Sudah bukan rahasia umum lagi, ketika perhelatan politik 5 tahunan menjadi ladang dimana uang "segudang" pun kerap dinilai kurang menjadi modal meraih suksesi. Sadar akan hal itu,kalangan politik harus adu kreatifitas. Prinsip ekonomi dimana modal minimalis harus mampu meraup suara maksimalis menjadi jurus paten bagi kandidat yang berkompeten.
Berbeda halnya dengan kalangan yang justru menilai banyak uang,banyak pula peluang menang. Menggandeng kalangan pengusaha sebagai pasangan pun seakan menambah bobot dan peluang kemenangan.
Belakangan ada hal menarik yang perlu dicermati dari kubu Prabowo Sandi. Setelah mengurangi kadar hoax dan gimmic politik yang membuat heboh jagad permedsosan layaknya artis yang ingin naik daun, percik-percik ketidakkompakan koalisi pengusungnya mulai muncul.
Habis PKS terbitlah Demokrat. Bukan untuk menguatkan koalisi pengusung Prabowo Sandi, melainkan justru terkesan melemahkan.
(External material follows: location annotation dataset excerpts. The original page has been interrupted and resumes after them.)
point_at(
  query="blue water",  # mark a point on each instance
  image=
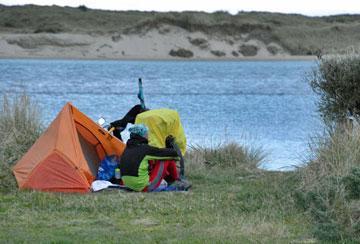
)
(261, 103)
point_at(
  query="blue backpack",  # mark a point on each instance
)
(107, 167)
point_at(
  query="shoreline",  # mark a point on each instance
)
(288, 58)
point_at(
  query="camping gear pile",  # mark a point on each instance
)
(68, 155)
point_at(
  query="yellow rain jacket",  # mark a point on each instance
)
(161, 123)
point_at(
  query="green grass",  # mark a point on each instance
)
(298, 34)
(231, 200)
(329, 189)
(224, 206)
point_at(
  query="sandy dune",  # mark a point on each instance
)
(166, 42)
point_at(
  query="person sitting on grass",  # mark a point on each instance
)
(144, 167)
(130, 117)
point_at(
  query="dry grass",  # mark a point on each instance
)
(330, 185)
(20, 126)
(297, 34)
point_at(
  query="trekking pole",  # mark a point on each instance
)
(182, 163)
(141, 94)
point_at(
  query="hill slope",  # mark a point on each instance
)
(52, 31)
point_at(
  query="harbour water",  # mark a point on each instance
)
(256, 103)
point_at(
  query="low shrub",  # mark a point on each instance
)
(83, 8)
(218, 53)
(235, 53)
(248, 50)
(272, 49)
(20, 126)
(337, 80)
(181, 52)
(330, 185)
(230, 155)
(49, 28)
(199, 42)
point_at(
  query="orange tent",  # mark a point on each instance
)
(67, 155)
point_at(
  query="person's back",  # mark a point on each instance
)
(136, 172)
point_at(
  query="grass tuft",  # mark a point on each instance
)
(20, 126)
(330, 183)
(230, 155)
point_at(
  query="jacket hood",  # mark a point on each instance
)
(135, 139)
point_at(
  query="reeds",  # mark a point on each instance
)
(330, 185)
(20, 126)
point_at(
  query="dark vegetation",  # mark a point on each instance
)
(330, 183)
(248, 50)
(218, 53)
(337, 81)
(297, 34)
(231, 197)
(181, 52)
(199, 42)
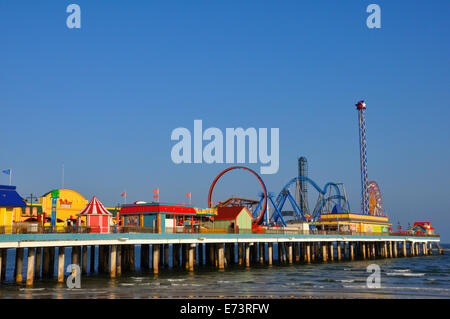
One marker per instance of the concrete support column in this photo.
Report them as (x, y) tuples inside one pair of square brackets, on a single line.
[(1, 263), (290, 253), (261, 252), (254, 253), (315, 252), (131, 258), (345, 250), (92, 263), (331, 255), (112, 268), (155, 258), (100, 263), (221, 256), (247, 255), (37, 267), (52, 261), (145, 256), (119, 260), (227, 254), (240, 254), (166, 256), (270, 254), (200, 255), (191, 256), (19, 265), (324, 251), (363, 250), (339, 250), (212, 254), (84, 260), (352, 255), (176, 255), (184, 253), (280, 253), (297, 252), (61, 259), (308, 253), (46, 262), (30, 266)]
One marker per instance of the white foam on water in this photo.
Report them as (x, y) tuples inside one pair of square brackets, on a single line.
[(31, 289), (174, 280), (405, 274)]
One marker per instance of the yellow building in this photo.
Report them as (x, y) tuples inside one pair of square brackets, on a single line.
[(352, 222), (68, 205), (10, 207)]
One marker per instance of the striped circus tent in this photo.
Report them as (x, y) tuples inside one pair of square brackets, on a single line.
[(98, 218)]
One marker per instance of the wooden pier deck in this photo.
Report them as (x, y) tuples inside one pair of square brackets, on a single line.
[(193, 250)]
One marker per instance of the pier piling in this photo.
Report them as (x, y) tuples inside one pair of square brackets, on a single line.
[(30, 267), (37, 267), (270, 254), (156, 258), (19, 265), (61, 257), (112, 270)]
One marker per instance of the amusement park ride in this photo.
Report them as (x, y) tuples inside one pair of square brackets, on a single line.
[(332, 198)]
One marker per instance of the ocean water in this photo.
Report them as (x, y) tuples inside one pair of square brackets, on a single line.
[(412, 277)]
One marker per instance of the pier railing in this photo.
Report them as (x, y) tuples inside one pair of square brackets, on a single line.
[(36, 228)]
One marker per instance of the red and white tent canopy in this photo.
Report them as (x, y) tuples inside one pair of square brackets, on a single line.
[(94, 207)]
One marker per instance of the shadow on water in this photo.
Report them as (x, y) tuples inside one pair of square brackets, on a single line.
[(417, 277)]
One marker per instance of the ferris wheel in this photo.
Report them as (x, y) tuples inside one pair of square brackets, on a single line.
[(375, 201)]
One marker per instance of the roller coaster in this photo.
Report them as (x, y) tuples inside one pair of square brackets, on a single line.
[(331, 198)]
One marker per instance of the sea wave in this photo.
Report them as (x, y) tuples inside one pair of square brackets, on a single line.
[(405, 274)]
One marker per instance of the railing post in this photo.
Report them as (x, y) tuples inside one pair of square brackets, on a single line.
[(61, 257), (270, 253), (30, 266), (19, 265), (112, 269), (37, 268)]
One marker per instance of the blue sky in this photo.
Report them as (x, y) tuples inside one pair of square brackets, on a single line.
[(104, 99)]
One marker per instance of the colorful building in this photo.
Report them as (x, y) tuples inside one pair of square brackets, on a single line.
[(68, 205), (422, 228), (10, 207), (98, 218), (164, 217), (352, 222), (233, 219)]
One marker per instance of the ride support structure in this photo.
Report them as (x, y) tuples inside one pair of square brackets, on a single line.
[(361, 107)]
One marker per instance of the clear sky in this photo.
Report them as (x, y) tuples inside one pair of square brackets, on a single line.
[(104, 99)]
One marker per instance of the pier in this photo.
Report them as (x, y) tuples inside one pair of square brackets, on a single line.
[(191, 251)]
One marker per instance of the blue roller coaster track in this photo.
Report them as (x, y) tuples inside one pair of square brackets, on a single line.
[(286, 195)]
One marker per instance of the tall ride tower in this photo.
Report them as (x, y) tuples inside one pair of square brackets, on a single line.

Kecewanya seorang pedagang tempe yang tak dijumpai oleh Sandi, akan berbeda nilainya dengan kekecewaan SBY terhadap Prabowo.
Ya, SBY punya perhitungan matang terkait menang kalah pertarungan pilpres 2019 . Begitu pun dengan Prabowo. hanya saja sudut pandang perhitungan masing-masing pastinya berbeda. SBY yang sudah berpengalaman meraih kemenangan pada masa keemasan Demokrat. Terlihat belum tune ini dengan frekuensi suksesi ala Prabowo Sandi.
Improvisasi lapangan sudah sedemikian menegaskan, bahwa Demokrat punya kepentingan yang berbeda diluar target pilpres 2019. Para caleg Demokrat pun seolah dibiarkan untuk menyesuaikan dengan kondisi lapangan. Sekiranya diperlukan, mengusung Jokowi untuk mempertahankan perolehan kursi pun seolah sah-sah saja.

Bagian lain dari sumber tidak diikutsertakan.